You've fine-tuned and pushed the model to your Hugging Face account. Follow the steps below to run the model in a Docker container:

  1. Initialize the following system variables. Replace YOUR_HUGGING_FACE_USERNAME and YOUR_HUGGING_FACE_TOKEN with the correct details.

    console
    $ export model=YOUR_HUGGING_FACE_USERNAME/ads-llama2-demo
    export volume=$PWD/data
    export token=YOUR_HUGGING_FACE_TOKEN
    
  2. Run the following Docker command to run a container that serves the new model.

    console
    $ sudo docker run -d 
    --name hf-tgi 
    --runtime=nvidia 
    --gpus all 
    -e HUGGING_FACE_HUB_TOKEN=$token 
    -p 8080:80 
    -v $volume:/data 
    ghcr.io/huggingface/text-generation-inference:1.1.0 
    --model-id $model 
    --max-input-length 2048 
    --max-total-tokens 4096
    

    Output:

    1.1.0: Pulling from huggingface/text-generation-inference
    ...  
    Status: Downloaded newer image for ghcr.io/huggingface/text-generation-inference:1.1.0   
  3. Check the Docker logs to monitor the container as it loads the new model.

    console
    $ sudo docker logs -f hf-tgi
    

    Output:

    ...
    Warming up model
    Setting max batch total tokens to .....
    ...Connected
    ...Invalid hostname, defaulting to 0.0.0.0
  4. Allow port 8890 through the firewall. You need this port to run a Jupyter lab instance.

    console
    $ sudo ufw allow 8890
    $ sudo ufw reload
    
  5. Run the Jupyter lab instance to retrieve an access token.

    console
    $ jupyter lab --ip 0.0.0.0 --port 8890
    

    Output:

    http://YOUR_SERVER_HOST_NAME:8890/lab?token=b7ab2bdscb366edsddssfsff0faeb5fa68b6b0cf
  6. Access the Jupyter Notebook on your browser.

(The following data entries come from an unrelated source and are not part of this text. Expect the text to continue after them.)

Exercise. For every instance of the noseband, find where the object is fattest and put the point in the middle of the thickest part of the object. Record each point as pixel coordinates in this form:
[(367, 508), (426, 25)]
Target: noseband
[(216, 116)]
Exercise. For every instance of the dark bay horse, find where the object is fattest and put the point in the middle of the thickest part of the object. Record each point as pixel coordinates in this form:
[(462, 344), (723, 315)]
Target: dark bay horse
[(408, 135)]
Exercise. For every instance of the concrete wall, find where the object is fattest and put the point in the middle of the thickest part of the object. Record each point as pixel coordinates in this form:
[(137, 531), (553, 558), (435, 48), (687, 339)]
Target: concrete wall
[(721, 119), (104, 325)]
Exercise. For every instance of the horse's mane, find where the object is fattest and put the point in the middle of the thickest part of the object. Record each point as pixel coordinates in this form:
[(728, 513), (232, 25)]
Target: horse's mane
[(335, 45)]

     http://YOUR_SERVER_HOST_NAME:8890/lab?token=b7ab2bdscb366edsddssfsff0faeb5fa68b6b0cf
  7. Click Python 3 ipykernel under Notebook. Then, enter the following Python code.

    python
    from huggingface_hub import InferenceClient
    
    URI   =  'http://127.0.0.1:8080'
    client = InferenceClient(model = URI)
    
    def chat_completion(system_prompt, user_prompt, length = 1000):
      final_prompt = f"""<s>[INST]<<SYS>>
                      {system_prompt}<</SYS>> {user_prompt} 
                      [/INST]
                      """
    
      return client.text_generation(prompt = final_prompt,max_new_tokens = length).strip()
    
    system_prompt = """
                    Create a text ad given the following product and description.
                    """
    
    user_prompt   = """
                    Product: Lightweight Bicycle Description: Perfect bike for any road conditions. this bike comes with durable tires, LCD display, and modern disc brakes
                    """
    print(chat_completion(system_prompt, user_prompt))
    
  8. Run the above Python code to generate an ad based on your input.

    Output:

    🚴‍♂️🌟 Experience the thrill of cycling with a Lightweight Bicycle! 🌟🚴‍♂️ Perfect for road adventures, this bike boasts durable tires, LCD display, and modern disc brakes. Limited stock - ride in style! 🚴‍♂️🌟

Conclusion

In this guide, you've explored the difference between fine-tuning a model using RAG and labeled datasets to improve the model's accuracy. Then, you've implemented the HuggingFace AutoTrain tool to fine-tune the model with a new dataset. Finally, you've run the fine-tuned model in a Docker container to generate an ad based on a custom product description.